我々、日本人も経験してきたことだけれども、時代が進むにつれて多様化した世界が広がることになった。職業も何もかも能力に応じて選び放題の世の中である。豊かで自由な世の中ってやつだ。でも、これって本当にそうだろうか?普通に進学して普通に就職して…という流れを考えると、どうしても都市部に若者が流入していくことになる。そして都市部に定着する。また、こんなに選択肢が広がってしまうと何が自分に合っているのかを吟味しなければならない。これがまた難しい。目の前に「これしかないのだから」とがんばるなんて到底できない。
自分もそうだし、周囲の友人たちもほとんどがそうだ。「これかな?」と選んだ職業、一度ドロップアウトしたら戻れない社会の仕組み、などなどが足かせになって苦労は並々ならぬものだ。実際、実家に帰って新しい仕事を見つけて、しかも親を養うというのは無茶苦茶ハードルが高い。自己実現を捨て、就職の幅は狭く賃金も安いのに、親も養うなんて、自分には難しいと下を向くしかない。
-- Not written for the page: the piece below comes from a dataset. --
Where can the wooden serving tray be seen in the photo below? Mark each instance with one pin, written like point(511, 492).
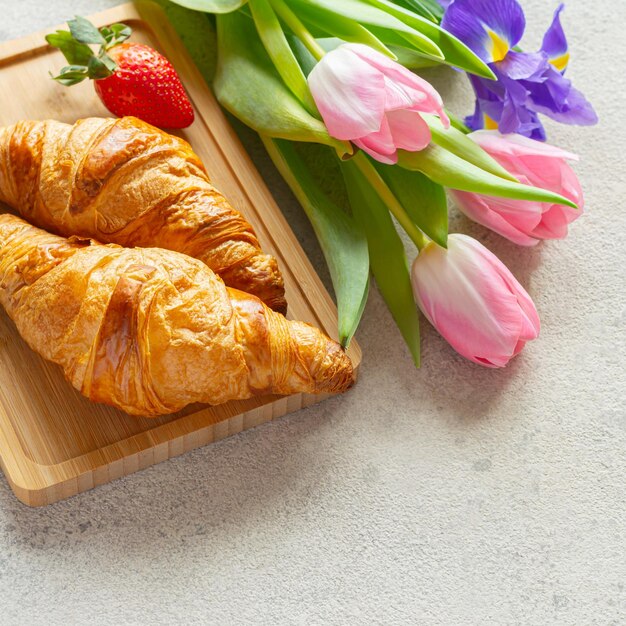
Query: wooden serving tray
point(53, 442)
日本の歴史を鑑みても、育ててもらった親の面倒を見ることができた方がいいに決まってるし、可能な環境を持っているのに理由もなくやらない人も少ないと思う。頭で分かっていても、財布と体がついていかない。当たり前のことをするのがこんなに難しいなんて…。
対して、ご老人の方もまさかこんな世の中になるとは思っていなかっただろう。何十年も会社人間として勤め上げ、気がついたら子どもがどっかに行っちゃう世の中になっちゃった。仕事一筋にがんばれる人生を歩み、高度経済成長を支え、バブルで人生を謳歌して、最も人生を楽しんだ世代だとしか思えないけれども、最後にこれでは人生が締まらない。「なんでこんなに豊かな世の中になっているのに子どもはどこかに行っちゃうんだ?」と思っておられるに違いない。若者もご老人も「仕方がない」が体を取り巻いているのが現代日本なのだ。
私たち日本人は、この「仕方がない」状況を数十年かけて築いてきた。だが、中国はたった数年しかかからずに、同様のことを体験しているという。こうなると、誰も何が正しいか、何が間違っているか、分からなくなっちゃっているのではないか?私自身はここ10年ほどのタイの現状を見て「日本に似てきたので危ない」と思うし、そういうことをタイ人に話したりもしたのだけれども、中国は状況展開が早すぎる。たった5年で上海は一気に高層ビルが建つようになった。上海のとあるエリアでは、例えば南大阪とか世田谷区の端っこのようなところが、丸の内以上のビル群に変貌した。ご老人のことを一例に、あらゆることが予測不可能になっている現代の中国。中国人はおろか、世界中の人が中国を予測できなくなってきているので、なんだか怖くなってきた。まず、人の心がバラバラになるということを防がねばならないのだが、小さな私の中に妙案はない。